Then Columbel turned toward his brother-in-law: "If you wish, Cimme, I will take this wine instead of anything else; it agrees with my stomach wonderfully."

The hen, in her turn, had entered with her troop of chickens; the two women amused themselves by throwing crumbs to them. Joseph and the dog, who had eaten enough, returned to the garden.

Queen Hortense spoke continually, but the voice was lower now, so that it was no longer possible to distinguish the words.

When they had finished the coffee, they all went in to learn the condition of the sick one. She seemed calm.

They went out and seated themselves in a circle in the garden, to aid digestion.
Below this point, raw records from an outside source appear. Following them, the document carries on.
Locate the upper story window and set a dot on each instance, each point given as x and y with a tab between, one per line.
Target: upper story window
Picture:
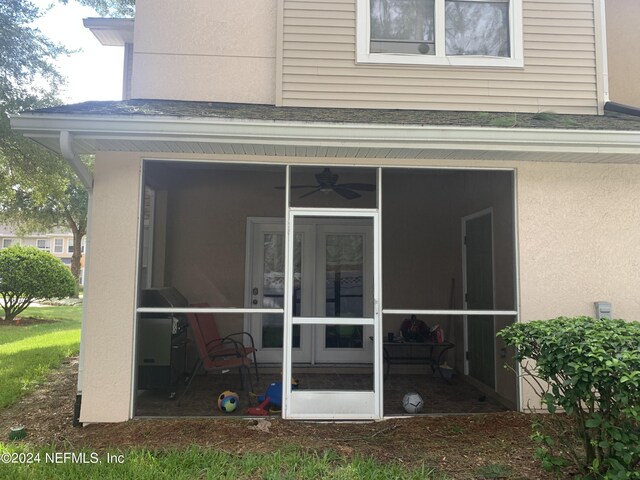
440	32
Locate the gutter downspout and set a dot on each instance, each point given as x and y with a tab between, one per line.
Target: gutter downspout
602	64
66	147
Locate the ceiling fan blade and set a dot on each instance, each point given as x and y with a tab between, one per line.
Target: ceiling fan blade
311	192
346	193
365	187
297	186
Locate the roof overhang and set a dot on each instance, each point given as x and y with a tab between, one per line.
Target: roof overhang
189	135
111	32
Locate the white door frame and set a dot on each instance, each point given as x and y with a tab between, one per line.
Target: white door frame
311	349
465	318
321	404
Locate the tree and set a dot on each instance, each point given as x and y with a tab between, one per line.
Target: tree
38	190
26	274
110	8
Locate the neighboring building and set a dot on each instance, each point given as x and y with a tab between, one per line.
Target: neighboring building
456	160
58	243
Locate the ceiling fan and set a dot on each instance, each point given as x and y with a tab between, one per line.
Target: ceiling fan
328	182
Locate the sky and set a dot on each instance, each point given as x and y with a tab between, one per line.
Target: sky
95	72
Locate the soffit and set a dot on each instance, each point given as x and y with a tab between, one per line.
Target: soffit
258	131
111	32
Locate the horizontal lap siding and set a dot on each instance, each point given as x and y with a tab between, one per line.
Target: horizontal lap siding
559	75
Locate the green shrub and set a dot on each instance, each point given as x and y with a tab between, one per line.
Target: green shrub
26	274
590	369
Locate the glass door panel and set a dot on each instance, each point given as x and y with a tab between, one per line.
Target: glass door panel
267	291
343	320
273	288
345	287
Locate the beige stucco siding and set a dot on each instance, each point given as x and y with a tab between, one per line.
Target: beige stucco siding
206	51
579	239
623	36
319	69
108	326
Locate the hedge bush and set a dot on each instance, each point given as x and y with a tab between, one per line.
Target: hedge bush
26	274
590	370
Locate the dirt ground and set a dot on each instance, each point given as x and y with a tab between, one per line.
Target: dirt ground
459	446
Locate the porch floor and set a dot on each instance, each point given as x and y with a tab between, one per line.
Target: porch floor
201	398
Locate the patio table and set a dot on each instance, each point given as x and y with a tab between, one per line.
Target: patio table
428	353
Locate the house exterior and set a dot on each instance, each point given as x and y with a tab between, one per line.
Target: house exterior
58	243
474	180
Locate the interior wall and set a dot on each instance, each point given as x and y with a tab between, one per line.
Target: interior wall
206	233
422	219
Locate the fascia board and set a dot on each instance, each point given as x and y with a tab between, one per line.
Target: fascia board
329	134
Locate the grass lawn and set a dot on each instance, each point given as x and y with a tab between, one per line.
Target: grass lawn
28	352
201	463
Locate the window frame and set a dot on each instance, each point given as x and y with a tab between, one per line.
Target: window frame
58	248
363	35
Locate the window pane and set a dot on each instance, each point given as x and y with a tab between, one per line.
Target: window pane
477	28
344	290
273	289
402	26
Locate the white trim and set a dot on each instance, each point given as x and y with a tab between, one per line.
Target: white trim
93	128
363	33
516	261
136	292
287	342
395	311
378	352
332	321
209	310
602	62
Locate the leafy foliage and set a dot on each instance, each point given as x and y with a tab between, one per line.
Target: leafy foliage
590	369
28	76
38	190
110	8
27	273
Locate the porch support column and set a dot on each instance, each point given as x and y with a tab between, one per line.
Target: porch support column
110	309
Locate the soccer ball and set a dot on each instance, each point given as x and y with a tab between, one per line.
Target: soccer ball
412	402
228	401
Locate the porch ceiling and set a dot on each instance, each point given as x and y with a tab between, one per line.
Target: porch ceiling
399	136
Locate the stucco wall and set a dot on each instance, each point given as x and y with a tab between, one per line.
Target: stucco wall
623	37
204	50
108	326
579	242
579	239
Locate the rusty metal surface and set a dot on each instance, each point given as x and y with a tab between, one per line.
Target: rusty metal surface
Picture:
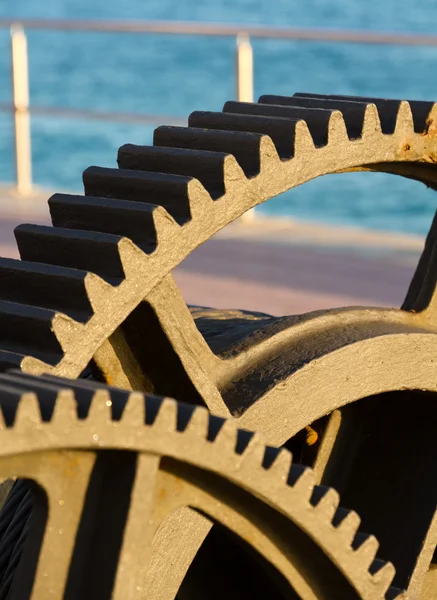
95	292
156	458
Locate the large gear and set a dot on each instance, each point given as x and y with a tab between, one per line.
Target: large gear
96	291
113	465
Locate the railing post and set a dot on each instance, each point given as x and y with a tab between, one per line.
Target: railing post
244	77
20	92
244	68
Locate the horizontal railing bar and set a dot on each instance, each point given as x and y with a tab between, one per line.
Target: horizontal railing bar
224	29
79	113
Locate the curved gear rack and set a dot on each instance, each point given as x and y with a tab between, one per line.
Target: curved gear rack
94	287
79	445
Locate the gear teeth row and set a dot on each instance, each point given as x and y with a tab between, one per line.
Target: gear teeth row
212	169
388	109
319	120
180	195
219	156
286	134
354	107
245	147
99	253
29	329
52	400
45	286
137	221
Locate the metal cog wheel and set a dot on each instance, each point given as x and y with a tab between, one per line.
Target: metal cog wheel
110	466
96	287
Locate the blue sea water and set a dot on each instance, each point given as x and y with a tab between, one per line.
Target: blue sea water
175	75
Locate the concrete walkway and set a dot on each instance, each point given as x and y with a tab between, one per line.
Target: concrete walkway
274	266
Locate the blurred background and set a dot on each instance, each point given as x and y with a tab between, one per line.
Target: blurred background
164	77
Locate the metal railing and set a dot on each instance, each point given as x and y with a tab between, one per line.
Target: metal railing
21	108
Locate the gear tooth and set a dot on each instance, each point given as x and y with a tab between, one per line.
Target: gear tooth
66	330
97	290
366	547
100	411
199	199
199	422
404	119
431	120
167	417
371	122
10	360
34	366
131	257
325	500
281	465
268	155
383	574
302	480
337	132
233	174
166	227
303	140
347	523
28	414
134	414
227	434
65	409
396	594
252	449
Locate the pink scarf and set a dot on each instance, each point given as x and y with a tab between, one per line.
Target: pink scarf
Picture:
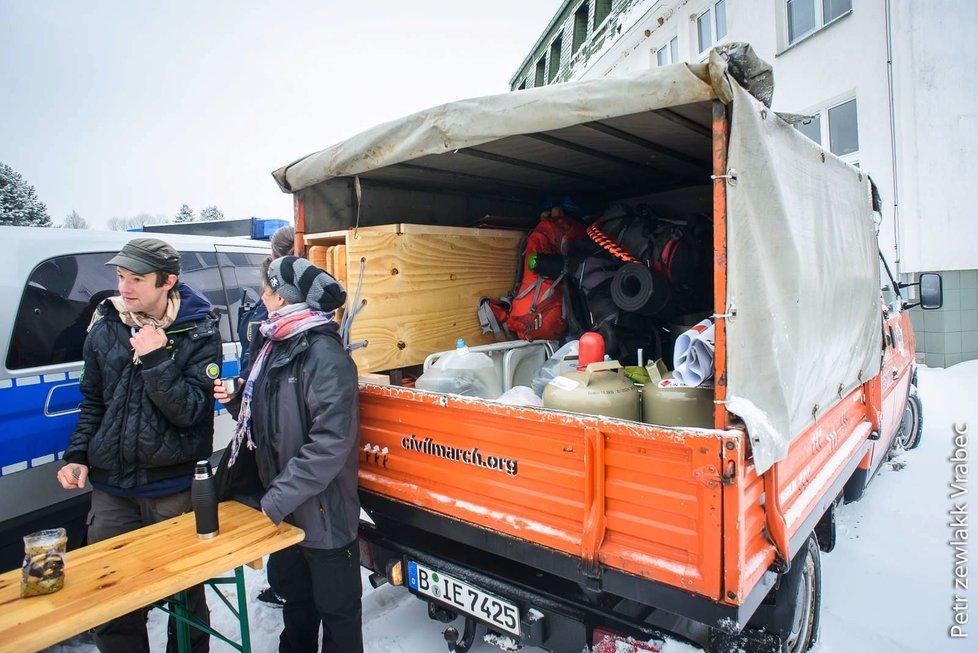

Presently the dog began to run around the chairs with all speed, carrying something in his mouth. The child ran after him violently. Both disappeared into the house. Cimme fell asleep, with his stomach in the sun.

The dying one began to speak loud again. Then suddenly she shouted.

The two women and Columbel hastened in to see what had happened. Cimme awakened but did not move, liking better things as they were.

The dying woman was sitting up, staring with haggard eyes. Her dog, to escape the pursuit of little Joseph, had jumped upon the bed, startling her from the death agony. The dog was intrenched behind the pillow, peeping at his comrade with eyes glistening, ready to jump again at the least movement. He held in his mouth one of the slippers of his mistress, shorn of its heel in the hour he had played with it.

The child, intimidated by the woman rising so suddenly before him, remained motionless before the bed.